StandardSemiSupervisedLearner
- class pyprophet.scoring.semi_supervised.StandardSemiSupervisedLearner(inner_learner, xeval_fraction, xeval_num_iter, ss_initial_fdr, ss_iteration_fdr, parametric, pfdr, pi0_lambda, pi0_method, pi0_smooth_df, pi0_smooth_log_pi0, test, main_score_selection_report, outfile, level, ss_use_dynamic_main_score)[source]
Bases:
AbstractSemiSupervisedLearnerImplements a standard semi-supervised learning workflow.
- inner_learner
The base learner used for training.
- Type:
- ss_initial_fdr
Initial FDR threshold for training.
- Type:
float
- ss_iteration_fdr
FDR threshold for iterative learning.
- Type:
float
- parametric
Whether to use parametric FDR estimation.
- Type:
bool
- pfdr
Whether to use pFDR estimation.
- Type:
bool
- pi0_lambda
Lambda values for pi0 estimation.
- Type:
list
- pi0_method
Method for pi0 estimation.
- Type:
str
- pi0_smooth_df
Degrees of freedom for pi0 smoothing.
- Type:
int
- pi0_smooth_log_pi0
Whether to log-transform pi0 values.
- Type:
bool
- ss_use_dynamic_main_score
Whether to dynamically select the main score.
- Type:
bool
- __init__(inner_learner, xeval_fraction, xeval_num_iter, ss_initial_fdr, ss_iteration_fdr, parametric, pfdr, pi0_lambda, pi0_method, pi0_smooth_df, pi0_smooth_log_pi0, test, main_score_selection_report, outfile, level, ss_use_dynamic_main_score)[source]

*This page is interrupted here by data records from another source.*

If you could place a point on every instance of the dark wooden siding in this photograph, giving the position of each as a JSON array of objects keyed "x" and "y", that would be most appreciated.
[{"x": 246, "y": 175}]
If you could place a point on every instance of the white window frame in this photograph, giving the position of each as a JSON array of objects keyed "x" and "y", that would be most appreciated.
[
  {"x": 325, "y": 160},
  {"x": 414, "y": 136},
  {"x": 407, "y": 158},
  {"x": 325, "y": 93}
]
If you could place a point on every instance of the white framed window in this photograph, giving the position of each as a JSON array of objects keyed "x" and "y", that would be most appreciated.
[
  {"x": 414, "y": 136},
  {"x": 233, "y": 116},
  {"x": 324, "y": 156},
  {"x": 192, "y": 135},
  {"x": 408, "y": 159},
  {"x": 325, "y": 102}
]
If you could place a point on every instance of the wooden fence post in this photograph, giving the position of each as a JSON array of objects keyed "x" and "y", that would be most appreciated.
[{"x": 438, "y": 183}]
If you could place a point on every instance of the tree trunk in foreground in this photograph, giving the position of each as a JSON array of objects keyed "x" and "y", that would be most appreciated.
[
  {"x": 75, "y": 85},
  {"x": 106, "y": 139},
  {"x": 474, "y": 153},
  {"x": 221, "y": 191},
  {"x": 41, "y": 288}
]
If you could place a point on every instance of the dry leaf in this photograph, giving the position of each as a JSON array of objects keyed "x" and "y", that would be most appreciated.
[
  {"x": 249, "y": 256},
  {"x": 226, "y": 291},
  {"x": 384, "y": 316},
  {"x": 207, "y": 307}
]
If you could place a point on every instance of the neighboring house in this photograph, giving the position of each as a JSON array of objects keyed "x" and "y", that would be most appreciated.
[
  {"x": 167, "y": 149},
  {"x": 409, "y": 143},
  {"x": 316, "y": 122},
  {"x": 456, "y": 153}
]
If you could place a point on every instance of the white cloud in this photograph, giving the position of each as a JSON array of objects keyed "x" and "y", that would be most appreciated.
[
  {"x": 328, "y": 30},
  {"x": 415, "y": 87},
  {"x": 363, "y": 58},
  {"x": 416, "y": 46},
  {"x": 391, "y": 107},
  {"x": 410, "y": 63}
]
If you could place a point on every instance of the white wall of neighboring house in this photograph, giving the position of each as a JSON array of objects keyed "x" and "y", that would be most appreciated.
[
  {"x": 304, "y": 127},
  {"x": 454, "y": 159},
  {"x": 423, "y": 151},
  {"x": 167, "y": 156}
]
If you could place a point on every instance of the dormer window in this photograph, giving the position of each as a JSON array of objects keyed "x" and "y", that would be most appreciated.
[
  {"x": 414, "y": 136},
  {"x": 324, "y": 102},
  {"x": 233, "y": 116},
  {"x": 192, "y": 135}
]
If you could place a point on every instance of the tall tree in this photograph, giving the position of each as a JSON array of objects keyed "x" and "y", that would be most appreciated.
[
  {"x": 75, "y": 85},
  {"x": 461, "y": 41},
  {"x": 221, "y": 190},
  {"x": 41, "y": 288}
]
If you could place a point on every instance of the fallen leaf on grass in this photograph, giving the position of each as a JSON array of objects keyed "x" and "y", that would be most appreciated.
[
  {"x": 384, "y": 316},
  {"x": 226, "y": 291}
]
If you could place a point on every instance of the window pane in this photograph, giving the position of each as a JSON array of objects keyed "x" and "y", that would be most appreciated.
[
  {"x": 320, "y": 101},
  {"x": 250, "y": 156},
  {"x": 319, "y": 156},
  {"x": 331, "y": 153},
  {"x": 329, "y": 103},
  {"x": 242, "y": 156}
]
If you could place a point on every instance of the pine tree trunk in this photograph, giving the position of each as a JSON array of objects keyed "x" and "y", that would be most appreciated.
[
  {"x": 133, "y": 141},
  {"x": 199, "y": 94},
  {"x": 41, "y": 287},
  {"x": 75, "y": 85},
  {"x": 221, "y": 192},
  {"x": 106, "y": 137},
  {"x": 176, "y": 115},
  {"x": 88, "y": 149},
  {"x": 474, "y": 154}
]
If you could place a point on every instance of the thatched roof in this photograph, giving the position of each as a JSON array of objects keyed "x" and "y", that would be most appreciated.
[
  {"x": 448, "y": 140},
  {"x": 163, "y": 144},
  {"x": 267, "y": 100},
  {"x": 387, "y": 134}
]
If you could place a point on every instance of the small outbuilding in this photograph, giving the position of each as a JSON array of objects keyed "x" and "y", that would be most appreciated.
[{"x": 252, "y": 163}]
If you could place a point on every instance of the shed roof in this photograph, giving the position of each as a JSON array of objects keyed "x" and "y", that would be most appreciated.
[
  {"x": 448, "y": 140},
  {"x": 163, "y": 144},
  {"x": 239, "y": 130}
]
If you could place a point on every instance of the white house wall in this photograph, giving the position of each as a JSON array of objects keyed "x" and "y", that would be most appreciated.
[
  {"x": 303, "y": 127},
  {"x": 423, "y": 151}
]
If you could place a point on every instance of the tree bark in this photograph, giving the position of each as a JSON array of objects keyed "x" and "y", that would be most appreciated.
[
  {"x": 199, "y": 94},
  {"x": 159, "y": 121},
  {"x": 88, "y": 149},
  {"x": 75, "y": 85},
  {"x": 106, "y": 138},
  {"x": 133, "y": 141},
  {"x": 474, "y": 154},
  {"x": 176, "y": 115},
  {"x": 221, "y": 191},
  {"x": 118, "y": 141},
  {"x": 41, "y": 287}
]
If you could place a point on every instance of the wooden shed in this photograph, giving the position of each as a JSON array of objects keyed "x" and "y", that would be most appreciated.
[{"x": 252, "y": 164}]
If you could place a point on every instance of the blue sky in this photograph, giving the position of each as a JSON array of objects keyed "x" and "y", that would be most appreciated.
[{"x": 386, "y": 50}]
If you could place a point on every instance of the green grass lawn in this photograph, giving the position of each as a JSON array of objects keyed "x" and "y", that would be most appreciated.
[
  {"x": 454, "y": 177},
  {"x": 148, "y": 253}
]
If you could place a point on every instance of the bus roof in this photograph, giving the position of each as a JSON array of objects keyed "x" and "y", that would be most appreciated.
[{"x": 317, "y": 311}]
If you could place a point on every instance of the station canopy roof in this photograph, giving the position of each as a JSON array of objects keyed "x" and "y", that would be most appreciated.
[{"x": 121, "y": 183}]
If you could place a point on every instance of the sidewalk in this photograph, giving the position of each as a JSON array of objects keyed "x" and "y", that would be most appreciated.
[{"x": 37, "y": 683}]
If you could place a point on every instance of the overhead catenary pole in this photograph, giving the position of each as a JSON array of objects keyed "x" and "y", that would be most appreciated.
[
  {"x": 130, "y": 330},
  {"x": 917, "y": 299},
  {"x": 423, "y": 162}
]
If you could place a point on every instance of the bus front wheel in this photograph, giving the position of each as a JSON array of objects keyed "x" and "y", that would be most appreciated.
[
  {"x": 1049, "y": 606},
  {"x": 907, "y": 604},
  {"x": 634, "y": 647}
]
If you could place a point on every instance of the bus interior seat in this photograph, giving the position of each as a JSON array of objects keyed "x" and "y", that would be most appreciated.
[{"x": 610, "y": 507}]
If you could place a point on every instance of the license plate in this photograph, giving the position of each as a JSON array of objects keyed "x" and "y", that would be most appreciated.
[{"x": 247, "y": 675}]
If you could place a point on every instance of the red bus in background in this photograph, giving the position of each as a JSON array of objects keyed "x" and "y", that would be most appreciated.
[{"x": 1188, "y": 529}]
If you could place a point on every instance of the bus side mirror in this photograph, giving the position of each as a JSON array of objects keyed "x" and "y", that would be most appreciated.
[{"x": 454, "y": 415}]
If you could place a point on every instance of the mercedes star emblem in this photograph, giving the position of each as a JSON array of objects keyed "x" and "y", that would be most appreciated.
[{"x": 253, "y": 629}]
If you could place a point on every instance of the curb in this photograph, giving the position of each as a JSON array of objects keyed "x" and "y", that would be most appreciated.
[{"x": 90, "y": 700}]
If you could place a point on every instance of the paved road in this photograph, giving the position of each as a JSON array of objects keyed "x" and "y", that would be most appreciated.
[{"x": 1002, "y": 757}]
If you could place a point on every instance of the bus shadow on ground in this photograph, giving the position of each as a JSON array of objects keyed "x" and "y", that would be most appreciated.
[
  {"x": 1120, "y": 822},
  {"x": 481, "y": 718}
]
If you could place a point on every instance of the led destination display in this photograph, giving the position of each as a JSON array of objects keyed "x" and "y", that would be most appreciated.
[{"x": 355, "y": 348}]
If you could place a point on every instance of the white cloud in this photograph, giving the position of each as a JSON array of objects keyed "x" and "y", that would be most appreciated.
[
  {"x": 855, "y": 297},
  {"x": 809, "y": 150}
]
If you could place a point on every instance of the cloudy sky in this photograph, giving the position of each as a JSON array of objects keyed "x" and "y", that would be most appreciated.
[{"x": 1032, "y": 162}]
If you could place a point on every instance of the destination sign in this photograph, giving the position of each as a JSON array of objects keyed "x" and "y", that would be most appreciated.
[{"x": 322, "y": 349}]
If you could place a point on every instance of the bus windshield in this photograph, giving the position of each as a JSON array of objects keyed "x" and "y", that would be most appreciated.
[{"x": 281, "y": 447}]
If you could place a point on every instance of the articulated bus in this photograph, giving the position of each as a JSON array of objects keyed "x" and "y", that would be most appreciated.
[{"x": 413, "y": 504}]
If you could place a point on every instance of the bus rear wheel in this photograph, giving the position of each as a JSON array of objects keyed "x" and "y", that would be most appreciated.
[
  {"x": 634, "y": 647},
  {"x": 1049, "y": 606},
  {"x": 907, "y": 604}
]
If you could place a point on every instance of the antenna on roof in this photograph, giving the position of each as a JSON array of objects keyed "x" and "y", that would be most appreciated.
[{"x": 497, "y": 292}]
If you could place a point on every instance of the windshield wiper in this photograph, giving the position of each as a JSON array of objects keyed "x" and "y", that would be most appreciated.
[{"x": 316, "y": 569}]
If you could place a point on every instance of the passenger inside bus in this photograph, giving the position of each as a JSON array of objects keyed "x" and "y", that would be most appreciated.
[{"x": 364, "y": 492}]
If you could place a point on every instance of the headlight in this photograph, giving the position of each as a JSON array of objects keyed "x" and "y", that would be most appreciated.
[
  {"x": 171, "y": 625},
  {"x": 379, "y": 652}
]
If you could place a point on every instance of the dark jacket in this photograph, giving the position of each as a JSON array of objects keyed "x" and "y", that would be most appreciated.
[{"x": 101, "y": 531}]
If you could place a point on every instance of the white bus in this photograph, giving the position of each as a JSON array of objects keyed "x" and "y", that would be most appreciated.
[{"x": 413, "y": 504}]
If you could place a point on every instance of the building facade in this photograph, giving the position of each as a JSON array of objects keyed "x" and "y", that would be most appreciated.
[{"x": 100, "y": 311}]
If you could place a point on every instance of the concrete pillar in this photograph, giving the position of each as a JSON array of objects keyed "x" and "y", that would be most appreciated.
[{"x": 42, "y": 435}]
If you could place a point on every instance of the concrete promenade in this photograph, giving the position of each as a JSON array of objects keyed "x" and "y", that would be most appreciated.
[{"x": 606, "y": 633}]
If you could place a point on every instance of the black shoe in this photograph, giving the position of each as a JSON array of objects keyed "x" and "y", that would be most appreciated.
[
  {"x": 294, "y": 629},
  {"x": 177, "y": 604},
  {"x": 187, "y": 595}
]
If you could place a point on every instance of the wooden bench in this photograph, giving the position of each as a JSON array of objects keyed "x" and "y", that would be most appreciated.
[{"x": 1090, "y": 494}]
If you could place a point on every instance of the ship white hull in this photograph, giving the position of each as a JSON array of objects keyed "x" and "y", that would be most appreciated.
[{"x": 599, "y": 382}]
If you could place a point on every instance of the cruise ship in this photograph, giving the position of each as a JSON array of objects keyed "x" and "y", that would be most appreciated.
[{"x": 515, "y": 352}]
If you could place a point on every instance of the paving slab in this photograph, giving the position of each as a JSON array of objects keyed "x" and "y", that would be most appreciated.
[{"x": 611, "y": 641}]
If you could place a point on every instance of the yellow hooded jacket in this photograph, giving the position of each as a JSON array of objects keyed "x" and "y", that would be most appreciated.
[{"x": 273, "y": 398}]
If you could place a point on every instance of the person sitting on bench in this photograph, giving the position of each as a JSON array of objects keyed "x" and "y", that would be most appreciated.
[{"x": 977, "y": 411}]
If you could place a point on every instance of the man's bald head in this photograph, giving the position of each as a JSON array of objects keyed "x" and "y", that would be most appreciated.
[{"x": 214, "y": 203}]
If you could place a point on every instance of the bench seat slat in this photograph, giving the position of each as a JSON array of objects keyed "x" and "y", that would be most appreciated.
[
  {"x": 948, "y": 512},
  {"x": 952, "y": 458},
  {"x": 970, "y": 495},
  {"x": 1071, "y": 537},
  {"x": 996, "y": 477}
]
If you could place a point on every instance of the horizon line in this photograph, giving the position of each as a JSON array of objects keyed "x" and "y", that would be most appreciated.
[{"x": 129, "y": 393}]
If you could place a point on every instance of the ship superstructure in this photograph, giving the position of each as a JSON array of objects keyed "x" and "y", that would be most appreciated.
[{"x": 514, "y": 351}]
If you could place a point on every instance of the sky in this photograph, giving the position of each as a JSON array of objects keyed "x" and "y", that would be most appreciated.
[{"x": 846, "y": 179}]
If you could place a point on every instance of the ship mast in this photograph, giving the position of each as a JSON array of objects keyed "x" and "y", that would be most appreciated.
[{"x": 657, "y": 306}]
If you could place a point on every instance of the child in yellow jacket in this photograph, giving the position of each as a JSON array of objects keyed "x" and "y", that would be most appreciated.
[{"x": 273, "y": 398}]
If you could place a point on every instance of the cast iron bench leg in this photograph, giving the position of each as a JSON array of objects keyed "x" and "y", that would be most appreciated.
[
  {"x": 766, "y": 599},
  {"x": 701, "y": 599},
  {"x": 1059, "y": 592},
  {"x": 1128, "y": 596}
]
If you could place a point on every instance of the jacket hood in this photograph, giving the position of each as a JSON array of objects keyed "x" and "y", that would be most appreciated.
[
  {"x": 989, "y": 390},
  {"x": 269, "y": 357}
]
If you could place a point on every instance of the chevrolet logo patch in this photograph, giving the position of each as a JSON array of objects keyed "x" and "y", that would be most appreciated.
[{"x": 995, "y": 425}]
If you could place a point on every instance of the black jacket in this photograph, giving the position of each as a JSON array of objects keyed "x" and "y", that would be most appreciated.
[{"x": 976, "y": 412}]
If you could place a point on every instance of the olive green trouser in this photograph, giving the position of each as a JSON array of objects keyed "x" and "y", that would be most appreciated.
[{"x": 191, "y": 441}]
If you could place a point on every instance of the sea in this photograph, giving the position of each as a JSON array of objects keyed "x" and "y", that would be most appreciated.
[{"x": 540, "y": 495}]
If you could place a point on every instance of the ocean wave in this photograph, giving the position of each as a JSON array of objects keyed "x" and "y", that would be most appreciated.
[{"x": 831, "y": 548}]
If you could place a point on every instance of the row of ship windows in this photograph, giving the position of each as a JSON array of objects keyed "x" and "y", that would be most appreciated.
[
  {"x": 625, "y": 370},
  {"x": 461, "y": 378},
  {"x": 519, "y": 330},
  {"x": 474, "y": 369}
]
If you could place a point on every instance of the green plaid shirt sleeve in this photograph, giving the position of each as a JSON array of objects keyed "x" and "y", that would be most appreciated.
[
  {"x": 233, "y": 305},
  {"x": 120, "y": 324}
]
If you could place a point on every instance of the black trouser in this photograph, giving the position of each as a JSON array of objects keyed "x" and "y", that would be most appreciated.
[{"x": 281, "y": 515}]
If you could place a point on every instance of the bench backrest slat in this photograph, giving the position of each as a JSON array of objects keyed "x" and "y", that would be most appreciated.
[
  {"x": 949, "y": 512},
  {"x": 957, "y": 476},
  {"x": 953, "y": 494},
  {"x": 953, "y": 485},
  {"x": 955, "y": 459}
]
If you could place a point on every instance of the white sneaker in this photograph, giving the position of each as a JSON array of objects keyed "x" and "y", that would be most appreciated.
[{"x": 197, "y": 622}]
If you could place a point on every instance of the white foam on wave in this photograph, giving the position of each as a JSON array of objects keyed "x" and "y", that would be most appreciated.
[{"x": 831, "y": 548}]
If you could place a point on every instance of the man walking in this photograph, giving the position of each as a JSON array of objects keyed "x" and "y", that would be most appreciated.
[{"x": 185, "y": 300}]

- averaged_learner(params, **kwargs)[source]
Creates an averaged learner from multiple parameter sets.
- Parameters:
params (list) – List of parameter sets.
kwargs – Additional arguments.
- Returns:
The averaged learner.
- Return type:
- classmethod from_config(config: RunnerIOConfig, base_learner)[source]
Creates a StandardSemiSupervisedLearner instance from a configuration object.
- Parameters:
config (RunnerIOConfig) – The configuration object.
base_learner (AbstractLearner) – The base learner used for training.
- Returns:
The initialized learner.
- Return type:
- get_delta_td_bt_feature_size(train, col, mapper, working_thread_number)[source]
Calculates the difference in feature size between top decoy peaks and best target peaks.
- Parameters:
train (Experiment) – Training data.
col (str) – Column used for selection.
mapper (dict) – Mapping of column aliases to feature names.
working_thread_number (int) – Number of threads to use.
- Returns:
The absolute difference in feature size.
- Return type:
int
- iter_semi_supervised_learning(train, score_columns, working_thread_number)[source]
Performs iterative semi-supervised learning.
- Parameters:
train (Experiment) – Training data.
score_columns (list) – List of score column names.
working_thread_number (int) – Number of threads to use.
- Returns:
Model parameters and classifier scores.
- Return type:
tuple
- score(df, params)[source]
Scores the given data using the trained model.
- Parameters:
df (pd.DataFrame) – Input data.
params (dict) – Model parameters.
- Returns:
Classifier scores.
- Return type:
np.ndarray
- select_train_peaks(train, sel_column, cutoff_fdr, parametric, pfdr, pi0_lambda, pi0_method, pi0_smooth_df, pi0_smooth_log_pi0, mapper=None, main_score_selection_report=False, outfile=None, level=None, working_thread_number=None)[source]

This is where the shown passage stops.